Samson Desta realizes that some patients think they just have to live with chronic insomnia or other sleep problems. But he knows that is not the case and wants to help.
Desta is the new polysomnographic technologist at St. Rose Ambulatory & Surgery Center where he is helping patients in the Sleep/Wake Disorders Center. Since his arrival, the sleep center has doubled its capacity and can serve patients six nights a week.
Polysomnography is the big word for a sleep study, said Desta, who earned an associate’s degree in polysomnography/sleep technology in May 2011 at Johnson County Community College.
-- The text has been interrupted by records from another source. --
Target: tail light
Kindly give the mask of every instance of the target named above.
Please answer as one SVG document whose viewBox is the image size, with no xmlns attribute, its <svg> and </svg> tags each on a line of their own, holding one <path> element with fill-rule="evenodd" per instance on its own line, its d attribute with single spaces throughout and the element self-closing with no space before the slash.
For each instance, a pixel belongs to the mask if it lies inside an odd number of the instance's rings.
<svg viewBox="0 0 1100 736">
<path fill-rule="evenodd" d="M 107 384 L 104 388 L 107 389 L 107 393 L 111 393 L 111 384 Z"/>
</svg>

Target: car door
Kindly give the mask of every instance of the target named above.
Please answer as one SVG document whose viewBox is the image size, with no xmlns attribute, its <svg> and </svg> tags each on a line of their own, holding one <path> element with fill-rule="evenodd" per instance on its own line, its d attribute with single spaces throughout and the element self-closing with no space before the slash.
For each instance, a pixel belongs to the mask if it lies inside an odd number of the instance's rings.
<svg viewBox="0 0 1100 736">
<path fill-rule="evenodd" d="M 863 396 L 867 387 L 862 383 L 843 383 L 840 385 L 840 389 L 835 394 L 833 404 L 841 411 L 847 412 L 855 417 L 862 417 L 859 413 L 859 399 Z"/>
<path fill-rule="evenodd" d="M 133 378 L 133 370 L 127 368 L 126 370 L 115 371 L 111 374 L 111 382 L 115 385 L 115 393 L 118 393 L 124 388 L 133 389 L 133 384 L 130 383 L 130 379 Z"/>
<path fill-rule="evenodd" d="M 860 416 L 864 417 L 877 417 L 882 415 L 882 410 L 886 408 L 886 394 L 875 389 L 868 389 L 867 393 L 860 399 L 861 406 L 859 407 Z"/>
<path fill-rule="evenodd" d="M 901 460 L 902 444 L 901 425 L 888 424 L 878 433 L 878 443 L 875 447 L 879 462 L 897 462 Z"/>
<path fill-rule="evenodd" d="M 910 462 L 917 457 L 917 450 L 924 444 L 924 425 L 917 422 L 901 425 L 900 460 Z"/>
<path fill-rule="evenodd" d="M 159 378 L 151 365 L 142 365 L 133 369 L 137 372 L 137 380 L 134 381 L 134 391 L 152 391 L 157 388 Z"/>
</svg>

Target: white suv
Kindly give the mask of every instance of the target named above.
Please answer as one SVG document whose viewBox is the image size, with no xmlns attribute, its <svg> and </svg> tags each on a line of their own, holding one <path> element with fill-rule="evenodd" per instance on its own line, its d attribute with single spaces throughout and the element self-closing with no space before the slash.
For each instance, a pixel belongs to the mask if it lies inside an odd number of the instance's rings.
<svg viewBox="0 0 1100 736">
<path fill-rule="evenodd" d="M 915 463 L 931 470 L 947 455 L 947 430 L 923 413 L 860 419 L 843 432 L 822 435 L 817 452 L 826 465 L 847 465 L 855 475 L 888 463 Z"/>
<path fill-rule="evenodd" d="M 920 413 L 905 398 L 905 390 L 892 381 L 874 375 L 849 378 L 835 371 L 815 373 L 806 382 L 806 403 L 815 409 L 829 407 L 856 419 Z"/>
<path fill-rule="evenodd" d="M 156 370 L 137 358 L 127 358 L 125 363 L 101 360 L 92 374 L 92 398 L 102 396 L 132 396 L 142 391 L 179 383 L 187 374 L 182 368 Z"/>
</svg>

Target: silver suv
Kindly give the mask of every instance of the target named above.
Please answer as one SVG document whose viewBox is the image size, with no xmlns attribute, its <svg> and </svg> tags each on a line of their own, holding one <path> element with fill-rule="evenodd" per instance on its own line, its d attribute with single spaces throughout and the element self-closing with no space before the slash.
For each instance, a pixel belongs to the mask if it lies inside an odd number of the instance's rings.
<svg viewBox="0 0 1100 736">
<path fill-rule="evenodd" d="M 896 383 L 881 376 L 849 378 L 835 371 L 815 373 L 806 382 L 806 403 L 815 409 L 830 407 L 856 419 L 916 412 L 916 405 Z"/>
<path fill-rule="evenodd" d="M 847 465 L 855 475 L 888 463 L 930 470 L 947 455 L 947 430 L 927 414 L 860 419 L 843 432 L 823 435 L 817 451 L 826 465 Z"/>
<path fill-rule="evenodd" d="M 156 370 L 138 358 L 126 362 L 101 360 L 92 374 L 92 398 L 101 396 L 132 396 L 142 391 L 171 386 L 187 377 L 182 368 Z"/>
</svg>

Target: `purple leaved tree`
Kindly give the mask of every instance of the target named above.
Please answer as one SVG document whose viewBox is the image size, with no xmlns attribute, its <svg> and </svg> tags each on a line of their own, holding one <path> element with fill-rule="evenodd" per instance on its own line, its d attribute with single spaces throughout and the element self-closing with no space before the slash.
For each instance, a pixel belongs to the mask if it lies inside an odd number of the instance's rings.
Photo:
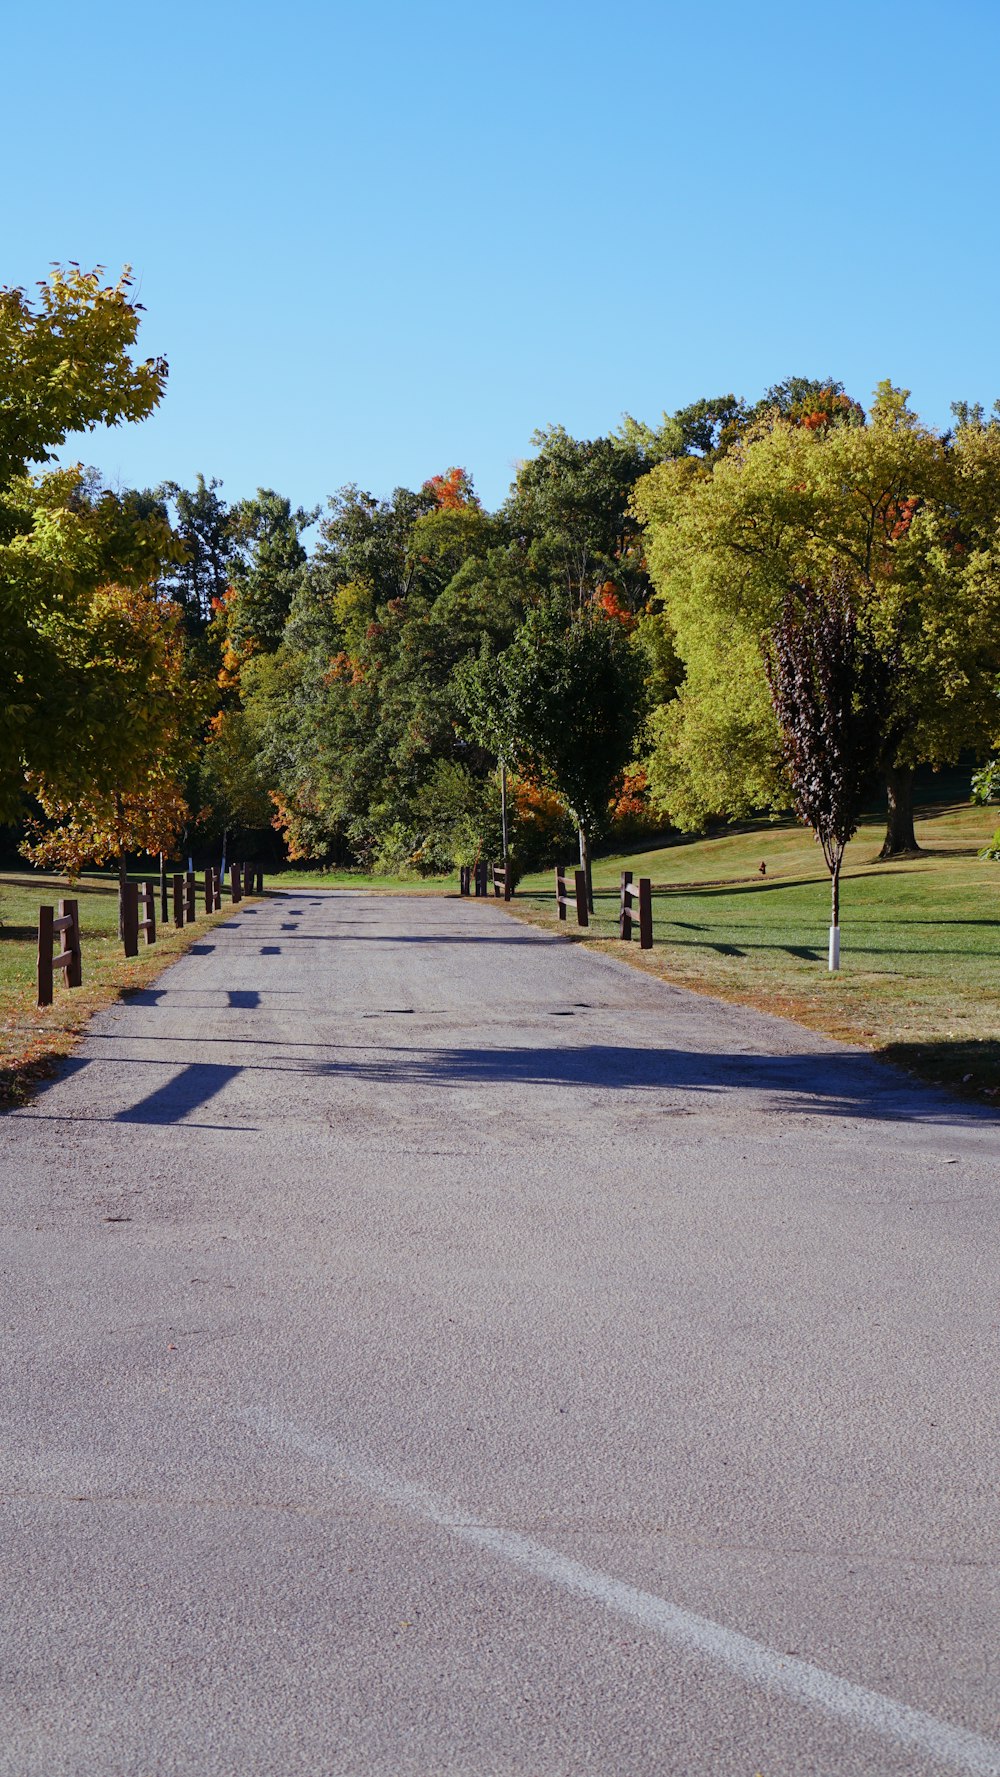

“The overnight study monitors sleep and a variety of bodily functions during sleep,” Desta explained. “These functions include brain waves, breathing patterns, blood-oxygen levels, heart rhythms and limb movements.
“We can also watch for how often the patient changes positions,” Desta added. “The results we gather can help determine the necessary treatment.”
Desta emphasized that anyone who doesn’t get a good night’s sleep on a regular basis should seek answers. “Patients should not leave any sleep problem untreated if they have the chance,” he commented. “There could be a shortage of oxygen to the brain. You don’t have to live with chronic sleep problems.”
The technologist also noted there is no pain or discomfort involved in a sleep study. And, he added, many patients don’t think they will fall asleep but in a large majority of cases, they have no trouble at all.
Desta, who is originally from Ethiopia and most recently lived in Olathe, also earned an associate’s degree in business education from Addis Ababa University in June 1992.
Brandi Gruber, St. Rose director of cardiopulmonary services, noted that since Desta has joined the sleep-center team, patients can schedule a study sooner than in the past and they have more choices about when they want to schedule a visit.
“We can perform studies every day but Sunday,” Gruber said. “This is a first and we are happy to accommodate patients with these enhanced services.”
Susan Deweese, R.N., who has been a nurse for 37 years and now specializes in sleep technology, is the other team member.
Sleep apnea, which causes breathing to stop during sleep, is a common reason people seek help. Others include sleep disturbances related to night-shift work and restless leg syndrome. Four sleep-study rooms are available and each has its own bathroom and shower.
When a sleep study is completed, results are sent to Steven Ronsick, M.D., the sleep center’s medical director, for interpretation; it also goes to the patient’s primary care physician. Based at the Hutchinson Clinic, Dr. Ronsick is the only area physician who is board certified in sleep medicine.
St. Rose’s sleep center is accredited by the American Academy of Sleep Medicine.